Com a sua maleta preta, cheia de instrumentos prateados, bigode grisalho e ar sério,
estava sempre a postos e atendia seus pacientes em casa.

Lembro bem dele. Louco por pássaros, tinha um viveiro gigante, onde gostava de ficar parado, parecendo um espantalho, enquanto eles iam pousando nos seus braços, ombros, cabeça. Era um espetáculo assistir àquela cena.

Dona Mariana e ele conversaram coisas que não entendi direito, mas vi que era sério.

Febre, repouso, reumatismo…

– O marido ainda demora viajando?

– Quem vai cuidar desses meninos?

A essa altura mais vizinhas já estavam lá em casa.

De repente uma delas nos empurra para o banheiro:

– esses meninos tem que ir pra escola. Enquanto outra na cozinha:

– mas eles não comeram nada ainda…

Pois bem, naqueles dias, minha mãe de cama, a vizinhança tomou conta da gente.

Uma chegava logo cedo, preparava o café da manhã e cuidava que a gente fosse limpinho pra escola.

Doutor Canejo fazia a visita do dia, dava as recomendações médicas e deixava umas balinhas de coco coloridas, tão doces que dava uma dorzinha na mandíbula.

Uma ficava em casa com minha mãe e minha irmã, até que a gente chegasse e outra preparava o almoço.

De noite, dona Adelaide, que era a diretora da escola e tocava piano, chegava trazendo sopa, pães fresquinhos e só saía quando todos estavam devidamente alimentados e acomodados para descansar.

Eu ficava encarregado de dormir no quarto da minha mãe, para pedir ajuda se algo acontecesse.

Não fosse a movimentação incomum dos vizinhos pela casa, mamãe de cama no quarto e a falta dos seus alunos na grande mesa colocada no fundo do terraço, onde dava aulas de reforço (Uma farra nos nos fins de tarde! Foi nessa mesa que aprendi a ler e amar os livros), a vida seguiu seu rumo.
A casa manteve-se em ordem, tivemos todas as refeições e não faltamos sequer um dia de aula.
E o mais importante: não tivemos medo. Ninguém deixou a gente ter medo.

Nós confiávamos naquelas pessoas. E elas estavam ali, tranquilas, discretas, afetuosas, até mesmo mandonas, sabendo do direito de ser autoritárias com as crianças, e que aquilo era cuidado.

Isso era feito como se não fosse peso algum.

À tarde os amigos da rua nos chamavam pra brincar e a gente ia. Se brincássemos em casa, alguém pedia pra gente não fazer muito barulho.

E tudo correu bem.

Quando meu pai chegou de viagem, minha mãe já se recuperava.

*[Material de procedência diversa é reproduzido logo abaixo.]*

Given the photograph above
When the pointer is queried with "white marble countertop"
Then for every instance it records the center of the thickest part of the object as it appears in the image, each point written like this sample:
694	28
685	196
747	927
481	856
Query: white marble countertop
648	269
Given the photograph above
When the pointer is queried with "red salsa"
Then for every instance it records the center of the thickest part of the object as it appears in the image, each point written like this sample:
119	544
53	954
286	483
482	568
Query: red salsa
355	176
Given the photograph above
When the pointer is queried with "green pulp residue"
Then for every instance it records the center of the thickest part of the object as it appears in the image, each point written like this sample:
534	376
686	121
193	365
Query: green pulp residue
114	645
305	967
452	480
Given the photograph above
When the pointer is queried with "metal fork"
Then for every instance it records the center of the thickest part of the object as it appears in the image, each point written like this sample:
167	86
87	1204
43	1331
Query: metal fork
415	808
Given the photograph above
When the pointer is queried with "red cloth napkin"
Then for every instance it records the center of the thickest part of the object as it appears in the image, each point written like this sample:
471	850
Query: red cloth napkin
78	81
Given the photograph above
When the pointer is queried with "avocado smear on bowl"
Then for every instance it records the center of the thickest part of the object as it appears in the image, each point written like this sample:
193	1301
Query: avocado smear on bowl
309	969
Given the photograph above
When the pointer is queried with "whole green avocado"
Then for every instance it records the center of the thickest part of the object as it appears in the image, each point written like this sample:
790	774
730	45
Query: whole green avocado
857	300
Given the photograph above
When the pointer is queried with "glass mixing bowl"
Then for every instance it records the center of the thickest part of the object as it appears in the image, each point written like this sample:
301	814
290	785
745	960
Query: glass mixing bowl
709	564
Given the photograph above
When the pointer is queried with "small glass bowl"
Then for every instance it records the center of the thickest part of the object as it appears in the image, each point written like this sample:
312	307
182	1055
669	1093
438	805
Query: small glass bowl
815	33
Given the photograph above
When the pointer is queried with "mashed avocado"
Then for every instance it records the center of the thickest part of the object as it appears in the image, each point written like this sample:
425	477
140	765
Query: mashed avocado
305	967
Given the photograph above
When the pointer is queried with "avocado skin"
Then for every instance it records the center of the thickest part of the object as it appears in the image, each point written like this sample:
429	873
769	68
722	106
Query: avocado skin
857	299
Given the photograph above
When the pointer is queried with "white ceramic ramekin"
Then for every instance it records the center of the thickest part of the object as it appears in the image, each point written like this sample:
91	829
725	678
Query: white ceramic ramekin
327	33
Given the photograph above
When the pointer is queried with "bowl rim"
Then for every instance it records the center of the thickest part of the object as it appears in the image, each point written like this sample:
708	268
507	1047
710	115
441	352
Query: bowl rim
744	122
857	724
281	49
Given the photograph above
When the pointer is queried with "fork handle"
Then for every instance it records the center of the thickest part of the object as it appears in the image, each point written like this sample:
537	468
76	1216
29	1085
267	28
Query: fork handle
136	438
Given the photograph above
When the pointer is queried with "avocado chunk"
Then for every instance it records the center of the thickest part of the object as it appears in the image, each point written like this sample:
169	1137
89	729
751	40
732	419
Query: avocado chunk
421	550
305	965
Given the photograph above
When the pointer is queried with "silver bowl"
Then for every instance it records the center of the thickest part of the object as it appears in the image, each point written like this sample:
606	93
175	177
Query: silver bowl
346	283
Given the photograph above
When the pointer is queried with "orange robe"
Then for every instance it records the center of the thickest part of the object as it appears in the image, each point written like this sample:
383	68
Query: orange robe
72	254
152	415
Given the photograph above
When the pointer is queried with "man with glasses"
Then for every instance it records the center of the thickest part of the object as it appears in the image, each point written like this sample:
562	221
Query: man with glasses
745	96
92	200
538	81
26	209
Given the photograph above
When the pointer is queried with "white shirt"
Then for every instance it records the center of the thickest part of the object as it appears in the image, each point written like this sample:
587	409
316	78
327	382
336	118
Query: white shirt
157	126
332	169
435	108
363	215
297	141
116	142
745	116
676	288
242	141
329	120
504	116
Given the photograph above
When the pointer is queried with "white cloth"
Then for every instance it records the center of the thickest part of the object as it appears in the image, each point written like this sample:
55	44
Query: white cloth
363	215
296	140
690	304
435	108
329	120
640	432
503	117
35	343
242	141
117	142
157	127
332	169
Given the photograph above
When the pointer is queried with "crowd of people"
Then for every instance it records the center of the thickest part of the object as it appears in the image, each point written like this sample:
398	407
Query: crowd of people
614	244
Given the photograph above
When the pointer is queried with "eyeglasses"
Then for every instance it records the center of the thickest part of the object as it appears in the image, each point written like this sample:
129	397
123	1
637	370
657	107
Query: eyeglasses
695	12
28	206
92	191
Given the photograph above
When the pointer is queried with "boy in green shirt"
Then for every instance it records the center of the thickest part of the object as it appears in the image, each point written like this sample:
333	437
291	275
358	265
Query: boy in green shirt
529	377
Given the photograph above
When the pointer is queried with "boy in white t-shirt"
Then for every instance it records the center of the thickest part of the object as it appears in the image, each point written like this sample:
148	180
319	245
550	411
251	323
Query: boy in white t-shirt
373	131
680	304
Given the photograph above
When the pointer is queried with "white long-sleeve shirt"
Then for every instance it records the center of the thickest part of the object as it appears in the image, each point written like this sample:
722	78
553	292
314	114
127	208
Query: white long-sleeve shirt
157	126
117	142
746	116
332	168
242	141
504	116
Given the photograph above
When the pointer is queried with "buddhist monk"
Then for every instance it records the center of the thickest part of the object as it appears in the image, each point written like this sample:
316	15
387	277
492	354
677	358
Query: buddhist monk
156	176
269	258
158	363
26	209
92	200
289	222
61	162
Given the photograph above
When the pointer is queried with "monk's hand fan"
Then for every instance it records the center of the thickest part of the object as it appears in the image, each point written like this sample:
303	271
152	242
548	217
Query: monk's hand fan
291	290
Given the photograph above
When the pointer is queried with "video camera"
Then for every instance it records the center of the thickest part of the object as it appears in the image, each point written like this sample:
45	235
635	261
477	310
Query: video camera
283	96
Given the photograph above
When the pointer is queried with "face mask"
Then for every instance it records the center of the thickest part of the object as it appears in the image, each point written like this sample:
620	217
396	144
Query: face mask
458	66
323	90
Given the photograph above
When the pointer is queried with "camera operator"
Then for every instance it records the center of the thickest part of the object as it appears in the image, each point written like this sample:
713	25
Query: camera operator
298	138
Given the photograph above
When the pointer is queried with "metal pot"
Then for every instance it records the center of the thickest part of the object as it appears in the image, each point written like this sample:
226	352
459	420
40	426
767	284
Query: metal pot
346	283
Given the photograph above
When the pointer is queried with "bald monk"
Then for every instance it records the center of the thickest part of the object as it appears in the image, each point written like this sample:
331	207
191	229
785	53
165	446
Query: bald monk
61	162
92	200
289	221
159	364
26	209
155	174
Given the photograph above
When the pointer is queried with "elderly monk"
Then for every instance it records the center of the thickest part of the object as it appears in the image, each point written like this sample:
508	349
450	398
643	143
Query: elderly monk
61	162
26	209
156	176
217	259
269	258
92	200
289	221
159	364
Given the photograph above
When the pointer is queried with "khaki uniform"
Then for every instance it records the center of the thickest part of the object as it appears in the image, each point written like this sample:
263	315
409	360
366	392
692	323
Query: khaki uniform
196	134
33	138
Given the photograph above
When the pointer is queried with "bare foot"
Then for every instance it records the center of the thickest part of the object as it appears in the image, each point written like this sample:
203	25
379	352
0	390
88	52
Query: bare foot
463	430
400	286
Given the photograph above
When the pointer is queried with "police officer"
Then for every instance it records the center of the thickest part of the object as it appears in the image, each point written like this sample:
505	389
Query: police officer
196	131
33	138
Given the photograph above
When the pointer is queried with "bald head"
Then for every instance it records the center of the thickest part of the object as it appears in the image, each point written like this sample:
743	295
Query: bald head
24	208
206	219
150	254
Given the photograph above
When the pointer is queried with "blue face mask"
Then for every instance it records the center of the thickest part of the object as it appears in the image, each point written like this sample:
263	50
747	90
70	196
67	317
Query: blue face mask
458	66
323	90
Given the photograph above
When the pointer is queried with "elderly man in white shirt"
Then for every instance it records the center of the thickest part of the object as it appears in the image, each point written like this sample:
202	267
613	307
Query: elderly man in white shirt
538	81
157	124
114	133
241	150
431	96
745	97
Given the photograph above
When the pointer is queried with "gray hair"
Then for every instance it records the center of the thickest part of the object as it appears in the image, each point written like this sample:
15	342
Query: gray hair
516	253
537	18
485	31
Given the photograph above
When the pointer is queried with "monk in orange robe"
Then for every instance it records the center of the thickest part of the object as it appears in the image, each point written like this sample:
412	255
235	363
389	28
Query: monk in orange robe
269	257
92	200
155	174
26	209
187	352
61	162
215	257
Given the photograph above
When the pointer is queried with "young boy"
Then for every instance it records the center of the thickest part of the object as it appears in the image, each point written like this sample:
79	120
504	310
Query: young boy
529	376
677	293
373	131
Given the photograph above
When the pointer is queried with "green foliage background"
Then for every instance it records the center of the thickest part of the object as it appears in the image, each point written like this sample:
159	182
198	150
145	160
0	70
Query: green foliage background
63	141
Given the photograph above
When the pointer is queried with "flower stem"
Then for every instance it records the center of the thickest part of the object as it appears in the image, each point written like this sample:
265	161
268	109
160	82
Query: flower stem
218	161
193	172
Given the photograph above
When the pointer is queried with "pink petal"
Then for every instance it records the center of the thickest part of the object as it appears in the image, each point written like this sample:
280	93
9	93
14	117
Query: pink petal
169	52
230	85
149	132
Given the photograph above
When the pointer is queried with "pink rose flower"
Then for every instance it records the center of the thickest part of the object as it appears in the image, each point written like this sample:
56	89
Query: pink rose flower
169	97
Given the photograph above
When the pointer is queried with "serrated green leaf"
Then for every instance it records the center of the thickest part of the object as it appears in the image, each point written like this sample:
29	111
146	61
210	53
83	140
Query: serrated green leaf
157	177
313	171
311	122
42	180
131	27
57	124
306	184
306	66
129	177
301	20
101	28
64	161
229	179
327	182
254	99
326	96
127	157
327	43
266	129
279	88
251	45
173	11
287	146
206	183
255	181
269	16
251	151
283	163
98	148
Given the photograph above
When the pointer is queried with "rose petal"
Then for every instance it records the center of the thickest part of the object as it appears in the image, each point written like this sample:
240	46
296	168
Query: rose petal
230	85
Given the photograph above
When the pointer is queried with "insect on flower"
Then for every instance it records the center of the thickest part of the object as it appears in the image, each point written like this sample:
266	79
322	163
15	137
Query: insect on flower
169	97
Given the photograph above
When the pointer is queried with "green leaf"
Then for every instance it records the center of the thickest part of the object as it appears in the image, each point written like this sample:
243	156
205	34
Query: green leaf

Lembro das vizinhas respondendo aos seus agradecimentos:

– Não foi nada!

– Não fiz mais que minha obrigação…

– Qué isso, rapaz! Se fosse comigo ela tinha feito a mesma coisa!

E tinha mesmo.

Naquele tempo, a gente brincava na calçada, doutor Canejo podia ter pássaros no viveiro, eram as mulheres quem tinham de cuidar da casa, privacidade quase não existia, a programação da televisão começava tarde e terminava cedo.

Mas a gente não tinha medo de gente.

Todo mundo cuidava de todo mundo e isso era simples e natural.

É claro que prefiro pássaros fora de gaiolas e sei que lugar de mulher é onde ela bem entender.

Gosto de privacidade e de ter TV, Internet, o que for, 24 horas por dia.

Mas será que não dava pra ter também aquela sensação de confiança, de amparo e segurança nas outras pessoas?

Ai que saudades de dona Mariana, de doutor Canejo e de dona Adelaide!